The Pains in Terraform Collaboration

Published in

ITNEXT

11 min readDec 21, 2022

The snags that may stall your Terraform adoption and what to do

I divide Infrastructure as Code (IaC) into three categories. Mark-up languages like CloudFormation and ARM have simple format, but the body of code sprawls enormously with more objects lumped together. Domain specific languages such as Terraform’s HCL, feature flexible syntax and a mild dose of abstraction, creating a pleasant coding experience. Libraries that supports general-purpose programming languages, such as AWS CDK and Pulumi, are extremely powerful yet requiring serious programming proficiencies to tame the hyper-abstractions.

It is no surprise that Terraform, situated in the middle ground, has gained momentum. In 2022, GitHub’s Octoverse report identifies HCL as the fastest growing language. Along with the rising adoptions comes a wave of suffering teams tinkering with arbitrary workflow setups. In this article I will articulate some pain points during collaboration in Terraform, and help you think through the planning of workflow tooling upfront.

From State to Workspace

Many of us were introduced to Terraform through the local run of “init-plan-apply”, a purposefully simplified scenario aiming to show the IaC magic in minutes. The init command pulls down modules and providers. The plan command projects changes. And the apply command commits the changes via cloud service endpoint. The whole trilogy is a one-man show that plays on a single laptop. As we divide coding tasks among team members, the once-solid runbook starts to crumble. The first hurdle a team often stumbles across is state management.
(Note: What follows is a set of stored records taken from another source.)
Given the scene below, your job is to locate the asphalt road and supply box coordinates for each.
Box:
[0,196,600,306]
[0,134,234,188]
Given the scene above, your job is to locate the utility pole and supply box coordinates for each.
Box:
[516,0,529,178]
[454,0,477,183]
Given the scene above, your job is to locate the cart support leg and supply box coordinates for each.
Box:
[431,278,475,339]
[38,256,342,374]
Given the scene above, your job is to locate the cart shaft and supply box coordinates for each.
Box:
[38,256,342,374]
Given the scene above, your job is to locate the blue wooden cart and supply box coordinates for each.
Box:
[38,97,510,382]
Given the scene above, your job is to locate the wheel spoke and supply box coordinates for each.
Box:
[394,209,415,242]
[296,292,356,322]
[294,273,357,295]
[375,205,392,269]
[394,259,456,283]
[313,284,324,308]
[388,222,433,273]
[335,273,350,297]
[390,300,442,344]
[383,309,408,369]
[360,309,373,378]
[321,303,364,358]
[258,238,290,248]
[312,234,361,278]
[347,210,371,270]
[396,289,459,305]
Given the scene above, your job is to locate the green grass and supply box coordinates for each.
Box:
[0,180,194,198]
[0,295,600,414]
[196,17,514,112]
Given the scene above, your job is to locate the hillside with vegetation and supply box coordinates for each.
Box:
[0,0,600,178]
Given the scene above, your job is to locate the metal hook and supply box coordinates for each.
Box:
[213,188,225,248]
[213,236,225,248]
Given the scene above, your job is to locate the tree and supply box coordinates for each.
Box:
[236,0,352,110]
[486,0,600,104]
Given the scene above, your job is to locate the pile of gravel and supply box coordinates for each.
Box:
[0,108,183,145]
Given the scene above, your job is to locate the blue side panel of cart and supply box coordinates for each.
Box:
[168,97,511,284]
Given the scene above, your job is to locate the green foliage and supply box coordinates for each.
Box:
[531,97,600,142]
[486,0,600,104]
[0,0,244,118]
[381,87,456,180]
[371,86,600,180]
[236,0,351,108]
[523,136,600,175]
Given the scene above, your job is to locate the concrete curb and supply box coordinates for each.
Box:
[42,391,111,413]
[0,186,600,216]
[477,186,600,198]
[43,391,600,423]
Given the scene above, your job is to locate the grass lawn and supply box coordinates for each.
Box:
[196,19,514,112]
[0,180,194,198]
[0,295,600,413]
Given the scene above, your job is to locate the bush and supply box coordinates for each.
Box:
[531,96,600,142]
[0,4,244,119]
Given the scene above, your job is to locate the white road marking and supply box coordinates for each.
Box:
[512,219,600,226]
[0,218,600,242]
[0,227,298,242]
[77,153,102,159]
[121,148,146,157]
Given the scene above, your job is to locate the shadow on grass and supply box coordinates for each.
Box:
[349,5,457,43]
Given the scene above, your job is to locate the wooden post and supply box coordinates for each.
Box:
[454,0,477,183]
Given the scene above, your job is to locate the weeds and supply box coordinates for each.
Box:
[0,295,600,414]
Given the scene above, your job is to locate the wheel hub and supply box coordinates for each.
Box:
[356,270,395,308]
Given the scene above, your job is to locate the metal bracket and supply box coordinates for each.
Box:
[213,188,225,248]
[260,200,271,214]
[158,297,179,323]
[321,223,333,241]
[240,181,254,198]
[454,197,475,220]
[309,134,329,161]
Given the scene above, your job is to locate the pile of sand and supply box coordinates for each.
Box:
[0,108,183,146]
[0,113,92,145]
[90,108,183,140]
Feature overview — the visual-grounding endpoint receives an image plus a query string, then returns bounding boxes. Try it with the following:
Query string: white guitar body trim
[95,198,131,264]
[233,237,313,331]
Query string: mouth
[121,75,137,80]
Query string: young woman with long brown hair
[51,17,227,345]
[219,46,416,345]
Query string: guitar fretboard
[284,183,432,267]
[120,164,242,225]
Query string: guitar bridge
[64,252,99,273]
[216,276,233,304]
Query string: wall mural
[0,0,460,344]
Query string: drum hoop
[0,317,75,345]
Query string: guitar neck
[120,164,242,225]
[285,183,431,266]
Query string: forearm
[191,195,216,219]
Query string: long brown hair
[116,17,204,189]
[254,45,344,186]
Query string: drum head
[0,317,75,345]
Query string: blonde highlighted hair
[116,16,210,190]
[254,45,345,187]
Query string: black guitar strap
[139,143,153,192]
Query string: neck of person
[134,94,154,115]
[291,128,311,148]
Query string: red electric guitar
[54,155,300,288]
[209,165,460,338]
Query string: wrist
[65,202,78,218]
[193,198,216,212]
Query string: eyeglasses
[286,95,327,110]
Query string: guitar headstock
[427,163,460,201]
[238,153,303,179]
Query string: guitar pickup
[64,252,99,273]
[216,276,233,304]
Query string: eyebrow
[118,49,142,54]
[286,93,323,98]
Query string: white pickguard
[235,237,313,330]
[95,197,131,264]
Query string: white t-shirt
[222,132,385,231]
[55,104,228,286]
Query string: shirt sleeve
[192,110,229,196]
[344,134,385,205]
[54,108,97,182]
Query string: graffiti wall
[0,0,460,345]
In a Terraform workspace, a state file serves as a cache of the last known state of the cloud resources. By design, a state file falls out of date frequently and needs refresh repeatedly. When sharing it remotely with a team, we have to handle racing condition, i.e. concurrent apply, or plan during apply. In addition, a state file contains sensitive data so we must protect access. Indeed, the idea of using state was born controversial and has since been challenged. Eventually Terraform developers determined that state is a necessary evil, and summed it up here.

The three moving targets in Terraform operation

To manage states remotely, Terraform provides a variety of interfaces with storage backends. For example, On Azure, we can store state file to blob storage. On AWS, we use S3 and Dynamo DB together. Even with the wealth of options, self-managing state file still feels grinding: we have to control access to state, and and clear up lock errors that arise from time to time. For peace of mind, consider a managed backend for remote state, and check out GitLab, Terraform Cloud, Scalr and Spacelift.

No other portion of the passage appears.